Friday, June 15, 2007

Heh, I Just Remembered This

In case it's not obvious, I prefer a bit of anonymity around here. But, if you want to know my ethnic make-up, well, Scotch-Irish would play a big part in it. Not the only part but, you know, Ireland is a really nice place, I've visited there, and I probably wouldn't mind going back one day. Stay with some relatives again.


Anyhow, I mentioned how when I was in college where, of course, Asians were slightly overrepresented as an overall percentage of the population in the student body that I, in fact, had some friends of the oriental persuasion. Friends of all different sorts of ethnicities, when you get down to it. Which was a bit of a change since I was coming from a pretty homogeneous and, largely, whitebread suburb. I roomed freshmen year, for example, with an engineering student from Bangladesh – who was a rich asshole – and he rode with a posse of foreign nationals from the east, some of them were pretty cool. And also with a music student from the west coast who just happened to be Thai. We still talk from time to time. When we get together it's something like this:


This is my black friend.


No, I mean, I'm not trying to say that I have a token Asian friend so that makes my casual racism a-okay. Just that I'm a fairly liberal person and UofM was a fairly liberal school with a lot of diversity – we were fighting the whole affirmative action battle while I was there – and I met all sorts of people. People's race, people's backgrounds weren't exactly ignored but they weren't exactly an issue, either. At least not as much, I think, as it would have been for my parents or earlier generations who seem stuck in the polar world of black/white race relations; the one that leaves me with such guilt and anxiety about even bringing the topic up. The picture for me had a lot more shades of brown, so to speak – more aligned based on culture rather than skin tone and those lines are only going to continue to blur as time goes on. Which is, you know, a good thing.


People are always going to be tribal, they're always going to gravitate towards likeminded individuals, sure, but also to people who share their experiences and outlooks. I don't think ethnicity will ever be a complete non-factor, I think people are still going to want to sit, for example, at the cafeteria table with people who look like them. But I also think it was about as big a deal that the black kids liked to sit with other black kids as it was that the poly sci students liked to sit with other poly sci students. There wasn't any judgement, any exclusion, any deliberate attempt to segregate. It's just a matter of people finding comfort with their own group. As long as there's some exchange between those various tribes. As long as, say, you get an art student who likes to eat with the engineers at lunch while discussing literature with the English students into the night at a coffee bar, then you have a flow of ideas and people between those various groups.

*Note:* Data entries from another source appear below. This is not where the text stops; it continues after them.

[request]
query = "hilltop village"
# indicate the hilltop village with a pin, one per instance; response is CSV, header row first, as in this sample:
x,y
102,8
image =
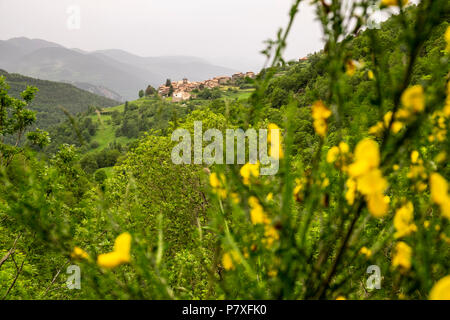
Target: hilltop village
x,y
183,90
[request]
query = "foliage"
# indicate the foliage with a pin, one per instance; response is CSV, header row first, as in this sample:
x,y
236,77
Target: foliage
x,y
363,181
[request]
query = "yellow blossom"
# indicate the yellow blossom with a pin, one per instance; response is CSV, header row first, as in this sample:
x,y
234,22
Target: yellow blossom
x,y
257,214
350,67
332,154
276,129
404,221
439,193
377,205
343,147
367,157
439,188
228,258
217,184
249,170
79,253
441,289
120,254
414,156
390,3
270,235
402,256
272,273
235,198
413,98
320,114
440,157
372,182
365,251
351,190
377,129
447,39
396,126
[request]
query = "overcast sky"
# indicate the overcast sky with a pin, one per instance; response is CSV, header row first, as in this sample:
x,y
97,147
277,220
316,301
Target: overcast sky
x,y
229,32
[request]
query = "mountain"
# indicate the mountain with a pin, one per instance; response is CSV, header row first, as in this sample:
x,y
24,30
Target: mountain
x,y
114,70
172,67
53,95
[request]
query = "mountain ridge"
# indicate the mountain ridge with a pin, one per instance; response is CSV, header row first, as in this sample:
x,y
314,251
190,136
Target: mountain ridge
x,y
114,69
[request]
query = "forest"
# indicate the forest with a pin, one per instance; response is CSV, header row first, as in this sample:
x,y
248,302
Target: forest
x,y
359,208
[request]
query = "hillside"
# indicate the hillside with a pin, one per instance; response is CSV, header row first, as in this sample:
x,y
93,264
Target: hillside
x,y
115,70
53,95
354,205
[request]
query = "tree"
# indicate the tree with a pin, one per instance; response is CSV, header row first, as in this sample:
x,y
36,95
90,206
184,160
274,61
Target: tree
x,y
15,118
170,91
150,91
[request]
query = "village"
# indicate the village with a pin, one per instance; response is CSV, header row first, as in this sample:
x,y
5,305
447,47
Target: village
x,y
183,90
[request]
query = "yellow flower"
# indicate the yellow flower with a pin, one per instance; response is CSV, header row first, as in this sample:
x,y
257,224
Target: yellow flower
x,y
371,182
366,252
217,184
79,254
377,205
413,98
440,157
402,256
439,188
249,170
228,258
377,129
276,129
351,190
350,67
332,154
214,180
439,193
404,221
390,3
270,235
235,198
257,214
414,156
320,114
396,127
447,39
272,273
120,254
343,147
441,289
367,157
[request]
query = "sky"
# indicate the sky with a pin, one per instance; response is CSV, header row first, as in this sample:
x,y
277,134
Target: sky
x,y
225,32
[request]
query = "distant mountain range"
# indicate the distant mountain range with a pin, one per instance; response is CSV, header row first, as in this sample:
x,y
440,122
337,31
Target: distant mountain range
x,y
113,73
54,95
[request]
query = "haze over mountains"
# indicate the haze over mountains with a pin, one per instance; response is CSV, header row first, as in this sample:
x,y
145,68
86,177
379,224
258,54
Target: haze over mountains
x,y
115,74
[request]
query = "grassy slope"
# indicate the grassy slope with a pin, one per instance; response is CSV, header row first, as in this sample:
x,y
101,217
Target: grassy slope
x,y
53,95
106,131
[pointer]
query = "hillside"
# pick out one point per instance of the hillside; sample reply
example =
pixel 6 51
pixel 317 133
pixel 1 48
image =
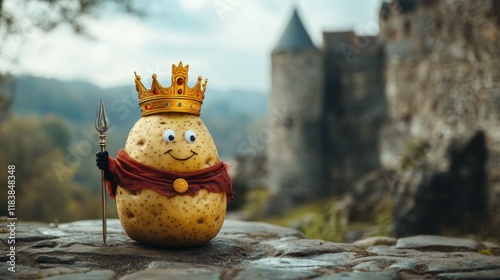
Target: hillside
pixel 231 116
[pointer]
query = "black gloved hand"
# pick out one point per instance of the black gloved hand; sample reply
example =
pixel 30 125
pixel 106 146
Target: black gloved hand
pixel 102 160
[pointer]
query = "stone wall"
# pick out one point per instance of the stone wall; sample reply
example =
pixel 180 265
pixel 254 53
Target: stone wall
pixel 443 89
pixel 294 157
pixel 355 106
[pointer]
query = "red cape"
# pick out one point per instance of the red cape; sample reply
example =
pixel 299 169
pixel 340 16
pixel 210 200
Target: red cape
pixel 134 176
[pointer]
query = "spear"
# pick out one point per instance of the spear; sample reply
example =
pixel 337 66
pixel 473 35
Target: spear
pixel 102 125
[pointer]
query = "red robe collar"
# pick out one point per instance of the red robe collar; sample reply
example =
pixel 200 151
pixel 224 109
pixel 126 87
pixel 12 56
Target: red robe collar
pixel 134 176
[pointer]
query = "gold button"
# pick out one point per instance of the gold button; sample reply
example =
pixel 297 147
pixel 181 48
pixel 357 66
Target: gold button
pixel 180 185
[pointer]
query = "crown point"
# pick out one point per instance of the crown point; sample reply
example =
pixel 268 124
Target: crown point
pixel 179 97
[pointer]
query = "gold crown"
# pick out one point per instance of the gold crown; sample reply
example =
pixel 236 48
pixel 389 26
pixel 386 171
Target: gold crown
pixel 176 98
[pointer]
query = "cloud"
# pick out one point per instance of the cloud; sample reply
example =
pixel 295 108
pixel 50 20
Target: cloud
pixel 231 50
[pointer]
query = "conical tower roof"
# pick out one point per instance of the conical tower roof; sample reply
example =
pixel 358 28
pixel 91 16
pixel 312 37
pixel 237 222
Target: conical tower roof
pixel 295 36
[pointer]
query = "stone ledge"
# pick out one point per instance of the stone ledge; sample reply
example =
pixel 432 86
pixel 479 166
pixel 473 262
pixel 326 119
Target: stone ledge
pixel 242 250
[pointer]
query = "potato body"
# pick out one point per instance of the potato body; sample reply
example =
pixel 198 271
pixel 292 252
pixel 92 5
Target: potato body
pixel 183 220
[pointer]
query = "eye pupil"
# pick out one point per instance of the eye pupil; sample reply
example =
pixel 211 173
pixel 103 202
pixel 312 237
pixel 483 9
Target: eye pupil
pixel 190 136
pixel 169 135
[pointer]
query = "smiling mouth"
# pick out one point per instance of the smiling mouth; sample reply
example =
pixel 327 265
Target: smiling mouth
pixel 181 159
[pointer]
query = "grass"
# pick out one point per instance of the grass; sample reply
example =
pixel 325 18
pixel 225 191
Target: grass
pixel 325 220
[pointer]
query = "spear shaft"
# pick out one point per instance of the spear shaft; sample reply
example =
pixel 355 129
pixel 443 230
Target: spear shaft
pixel 102 144
pixel 102 125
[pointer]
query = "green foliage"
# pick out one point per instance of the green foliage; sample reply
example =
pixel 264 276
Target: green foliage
pixel 325 220
pixel 40 194
pixel 58 130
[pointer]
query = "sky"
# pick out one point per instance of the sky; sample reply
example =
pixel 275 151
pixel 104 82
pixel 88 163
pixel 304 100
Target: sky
pixel 227 41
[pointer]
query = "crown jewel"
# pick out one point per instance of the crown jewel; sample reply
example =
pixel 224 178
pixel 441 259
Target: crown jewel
pixel 179 97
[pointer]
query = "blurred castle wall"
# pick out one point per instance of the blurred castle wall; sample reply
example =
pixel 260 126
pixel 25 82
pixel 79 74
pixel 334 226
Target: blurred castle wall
pixel 443 89
pixel 326 108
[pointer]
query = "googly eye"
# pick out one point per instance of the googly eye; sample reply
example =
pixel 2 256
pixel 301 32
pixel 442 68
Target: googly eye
pixel 190 136
pixel 169 135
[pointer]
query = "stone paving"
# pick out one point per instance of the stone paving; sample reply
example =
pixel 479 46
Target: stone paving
pixel 242 250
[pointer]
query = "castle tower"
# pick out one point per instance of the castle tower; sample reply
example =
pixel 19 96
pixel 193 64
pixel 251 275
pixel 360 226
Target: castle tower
pixel 294 154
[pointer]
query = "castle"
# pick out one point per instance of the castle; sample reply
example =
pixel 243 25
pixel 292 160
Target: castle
pixel 326 108
pixel 418 105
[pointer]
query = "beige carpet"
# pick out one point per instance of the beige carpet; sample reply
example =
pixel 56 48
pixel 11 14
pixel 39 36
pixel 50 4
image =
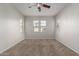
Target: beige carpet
pixel 39 47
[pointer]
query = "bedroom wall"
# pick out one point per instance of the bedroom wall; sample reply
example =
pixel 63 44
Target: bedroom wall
pixel 9 27
pixel 49 34
pixel 68 27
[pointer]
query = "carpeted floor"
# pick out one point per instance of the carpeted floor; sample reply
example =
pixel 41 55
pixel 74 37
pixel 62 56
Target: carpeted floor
pixel 39 47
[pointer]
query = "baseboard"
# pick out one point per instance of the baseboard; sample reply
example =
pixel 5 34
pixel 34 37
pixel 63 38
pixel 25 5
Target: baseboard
pixel 10 46
pixel 69 47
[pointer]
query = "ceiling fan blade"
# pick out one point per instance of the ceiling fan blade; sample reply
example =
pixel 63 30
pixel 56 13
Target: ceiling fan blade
pixel 39 9
pixel 44 5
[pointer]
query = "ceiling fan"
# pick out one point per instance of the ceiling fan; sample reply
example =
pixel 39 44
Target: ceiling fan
pixel 39 5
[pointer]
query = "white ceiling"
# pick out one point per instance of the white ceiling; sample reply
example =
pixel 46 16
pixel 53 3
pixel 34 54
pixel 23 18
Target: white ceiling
pixel 55 8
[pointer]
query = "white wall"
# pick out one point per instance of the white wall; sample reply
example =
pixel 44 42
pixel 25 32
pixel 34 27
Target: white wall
pixel 9 27
pixel 68 30
pixel 29 34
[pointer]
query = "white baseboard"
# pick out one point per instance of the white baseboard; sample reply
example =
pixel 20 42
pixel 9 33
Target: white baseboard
pixel 10 46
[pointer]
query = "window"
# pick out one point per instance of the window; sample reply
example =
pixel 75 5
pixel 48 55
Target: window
pixel 39 25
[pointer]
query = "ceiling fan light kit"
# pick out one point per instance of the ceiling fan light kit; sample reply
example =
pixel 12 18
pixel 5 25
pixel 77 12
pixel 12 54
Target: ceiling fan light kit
pixel 39 5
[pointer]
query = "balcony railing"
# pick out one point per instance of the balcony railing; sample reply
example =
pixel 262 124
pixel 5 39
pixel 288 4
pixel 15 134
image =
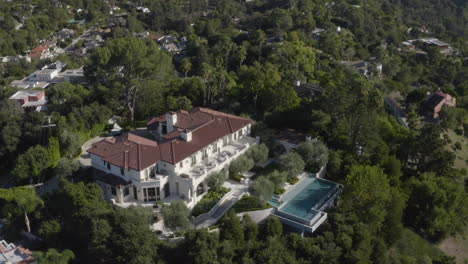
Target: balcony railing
pixel 219 160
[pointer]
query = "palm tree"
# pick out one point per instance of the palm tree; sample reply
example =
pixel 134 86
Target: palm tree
pixel 21 200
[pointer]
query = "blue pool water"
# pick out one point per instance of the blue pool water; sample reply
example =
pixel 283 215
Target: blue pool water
pixel 313 194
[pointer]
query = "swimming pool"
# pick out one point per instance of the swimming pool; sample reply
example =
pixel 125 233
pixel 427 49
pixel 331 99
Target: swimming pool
pixel 307 198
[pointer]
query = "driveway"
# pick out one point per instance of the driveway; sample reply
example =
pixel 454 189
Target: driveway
pixel 84 158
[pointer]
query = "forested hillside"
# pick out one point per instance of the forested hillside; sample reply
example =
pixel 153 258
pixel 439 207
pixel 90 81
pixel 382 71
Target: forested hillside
pixel 246 58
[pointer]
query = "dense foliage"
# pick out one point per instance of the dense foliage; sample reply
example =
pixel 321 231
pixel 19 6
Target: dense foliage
pixel 245 57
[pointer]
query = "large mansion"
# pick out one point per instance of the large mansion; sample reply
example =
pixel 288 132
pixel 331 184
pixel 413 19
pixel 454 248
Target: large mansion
pixel 172 159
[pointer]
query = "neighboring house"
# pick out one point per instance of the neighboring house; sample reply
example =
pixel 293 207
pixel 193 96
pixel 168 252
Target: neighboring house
pixel 31 100
pixel 317 33
pixel 40 53
pixel 308 90
pixel 12 254
pixel 364 67
pixel 71 75
pixel 50 74
pixel 172 44
pixel 65 33
pixel 188 147
pixel 394 108
pixel 434 103
pixel 290 138
pixel 444 48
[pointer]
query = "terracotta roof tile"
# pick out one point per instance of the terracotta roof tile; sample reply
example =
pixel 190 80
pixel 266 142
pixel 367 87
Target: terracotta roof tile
pixel 136 152
pixel 128 151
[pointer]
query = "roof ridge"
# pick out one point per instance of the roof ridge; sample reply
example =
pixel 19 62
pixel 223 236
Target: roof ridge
pixel 202 125
pixel 172 151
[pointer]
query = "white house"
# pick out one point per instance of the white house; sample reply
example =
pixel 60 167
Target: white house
pixel 184 149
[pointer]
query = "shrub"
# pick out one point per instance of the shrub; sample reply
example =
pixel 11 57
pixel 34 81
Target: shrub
pixel 216 179
pixel 291 163
pixel 241 164
pixel 258 153
pixel 235 177
pixel 279 191
pixel 176 215
pixel 314 153
pixel 249 203
pixel 293 180
pixel 209 200
pixel 262 188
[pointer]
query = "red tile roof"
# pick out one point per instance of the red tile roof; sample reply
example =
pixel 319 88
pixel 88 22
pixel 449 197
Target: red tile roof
pixel 290 136
pixel 206 126
pixel 128 151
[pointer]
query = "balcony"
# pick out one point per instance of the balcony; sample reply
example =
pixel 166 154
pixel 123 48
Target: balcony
pixel 219 160
pixel 155 177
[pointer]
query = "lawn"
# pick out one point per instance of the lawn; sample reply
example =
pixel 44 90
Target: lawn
pixel 249 203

Same thing with various racial/ethnic camps. It's all right to take pride in that sort of thing, to derive your identity, in part, from all the history behind you. But you just don't want to get carried away with it all – you should be opening up possibilities, not closing down opportunities.


So, yeah, anyway, I hung out with all sorts of people in college. And it being college, there was plenty of late nights and opportunities to vent some stress when cramming or hanging out or whatever. When you get a bunch of young people sitting around and trying to figure out their lives and mix in copious amounts of substances of varying legality, well, the jokes and insults can start to fly. It's, you know, bonding. You get together and you rip into each other mercilessly for anything and everything. About grades, about girls, about clothes, about having just spilled that drink all over yourself in the middle of the restaurant, and, yes, about race. The kind of thing that if someone walked in on it – say, our parents – or overheard without the context of friendship and familiarity could easily misconstrue as hurtful. But, really, I think that the boundaries coming down only shows how far causing each other pain was from our minds.


I had some good cracks myself, I think, but for whatever reason I can't remember them. What I do remember is a particularly hilarious exchange with this friend of mine who was Chinese. Born in Schezuan, I think, he and his family moved over when he was, like, five and settled on the east coast. And we met because we were staying in the same dorm. Cool guy, we traded barbs pretty often. And I mention all this because while I was writing the previous post, the memory bubbled to the front of my mine of this guy – the one gave himself an anglicized name after watching a James Bond movie – curling up his lip in a sneer of contempt and, proclaiming, with his slightly reedy afterimage of a Chinese accent, “The Irish. The only people stupid enough to base their economy on the potato.”


We all fell over laughing our asses off. What can I say? Motherfucker got me good.